Я с чувством признал его правоту.
– Достойный повод, чтоб снова выпить, – сказал Мельхиоров. Он с изумлением видит печаль в моих очах. Поистине, от него не укроешься. Зрак его остр, а ум вездесущ.
Та ностальгическая волна, которая на меня накатила, едва я увидел его рябины, теперь накрыла меня с головой. Горечь и хмель обожгли мою душу. Не узнавая себя самого, я начал стремительно исповедоваться.
Я рассказал ему о Богушевиче, о Рене, о том, что могло бы быть и не случилось, не стало явью. О гостьях, которые появляются и покидают мое жилище. Какая-то пестрая карусель, а в сущности я один-одинешенек.
Но Мельхиоров не гладил по шерстке. Моя судьба его не растрогала. Он произнес с подчеркнутой жесткостью:
– Не жалуйся, каждому свое. Ты – Дон Иван, так неси свой крест. Все хорошо, ты в отличной форме. Боеготовность и боеспособность. Трудись. В должный срок ты сам почувствуешь, что число початых тобою дев перешло угрожающую отметку. Но до этого еще далеко.
Судьба Богушевича обожгла его.
– Я помню его, прекрасно помню. И Випера. С ними случилась беда. Они были веселы и легкомысленны. Качества редкие и счастливые. Однако их они тяготили. Богушевич изображал серьезность. Випер желал ему подражать. Они давили в себе первородное и прививали себе им не свойственное.
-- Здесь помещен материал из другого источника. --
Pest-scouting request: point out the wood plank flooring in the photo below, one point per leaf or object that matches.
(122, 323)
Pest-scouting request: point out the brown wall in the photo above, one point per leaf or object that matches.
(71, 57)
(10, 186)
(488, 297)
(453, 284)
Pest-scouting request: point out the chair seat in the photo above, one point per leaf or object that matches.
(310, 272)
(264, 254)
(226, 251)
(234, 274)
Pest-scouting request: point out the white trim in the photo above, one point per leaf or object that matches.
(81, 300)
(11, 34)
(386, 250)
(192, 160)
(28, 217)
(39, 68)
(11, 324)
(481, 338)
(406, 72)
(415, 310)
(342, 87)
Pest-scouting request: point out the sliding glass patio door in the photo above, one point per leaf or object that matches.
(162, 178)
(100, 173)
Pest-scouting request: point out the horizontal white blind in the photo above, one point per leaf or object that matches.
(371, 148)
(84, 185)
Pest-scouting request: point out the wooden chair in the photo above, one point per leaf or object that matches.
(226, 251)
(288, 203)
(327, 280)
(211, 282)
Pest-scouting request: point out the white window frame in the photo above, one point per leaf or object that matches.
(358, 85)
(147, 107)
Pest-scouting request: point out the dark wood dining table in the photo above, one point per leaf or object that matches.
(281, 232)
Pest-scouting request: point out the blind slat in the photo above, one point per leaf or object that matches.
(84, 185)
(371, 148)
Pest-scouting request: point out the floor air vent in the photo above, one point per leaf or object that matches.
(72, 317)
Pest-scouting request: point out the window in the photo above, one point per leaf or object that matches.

Но это не приводит к добру. Даже если эксперимент удается. Легкомысленным людям нельзя лезть в политику. Знаю по опыту моего тестя. Он считал себя политическим деятелем, был даже – представь себе – делегатом первого Съезда Советов в семнадцатом. Сам услышал, что есть такая партия, но по своему легкомыслию не придал этому факту значения. Почему и умер на Колыме. Бедный партизан Богушевич! Бедный печальник народного горя! Должно быть, в своей мордовской яме не может понять, почему население не встало стеной на его защиту. Есть легкомыслие, нету трезвости. Он – жертва распространенной болезни. Она называется – конфабуляция. Сиречь стремление выдать желаемое за действительное.
Злосчастный Борис! – вновь закручинился Мельхиоров. – Наверно, его городское сердце томили грубость и свинство власти. Но хозяин в сем обществе изначально должен быть крут и хамоват. Его суровость людей приручает, а неотесанность даже роднит. Всем ясно – он из нашего хлева! Без чувства родства вертикали не выстроишь. А вот сестра, как я понимаю, не в брата. Видать, серьезная женщина. Она – не из твоего альбома. Смирись. Ты еще встретишь ту, кого ты подсознательно ищешь.
Это суровое утешение совсем лишило меня равновесия. Кого я встречу? Я только теряю. Я рассказал ему про Ярмилу, про Яромира, про атомный взрыв, накрывший меня в этот дьявольский август. Я рассказал и про встречу с Випером на улице Йомас, про то, как я выслушал его громовые инвективы за то, что я пал с женой ренегата.
– Ах, Учитель, – вздохнул я, – если б вы ее видели!
– Я видел ее, – сказал Мельхиоров.
Я ошалел.
– Вас обоих я видел, – сказал он и снова наполнил рюмку.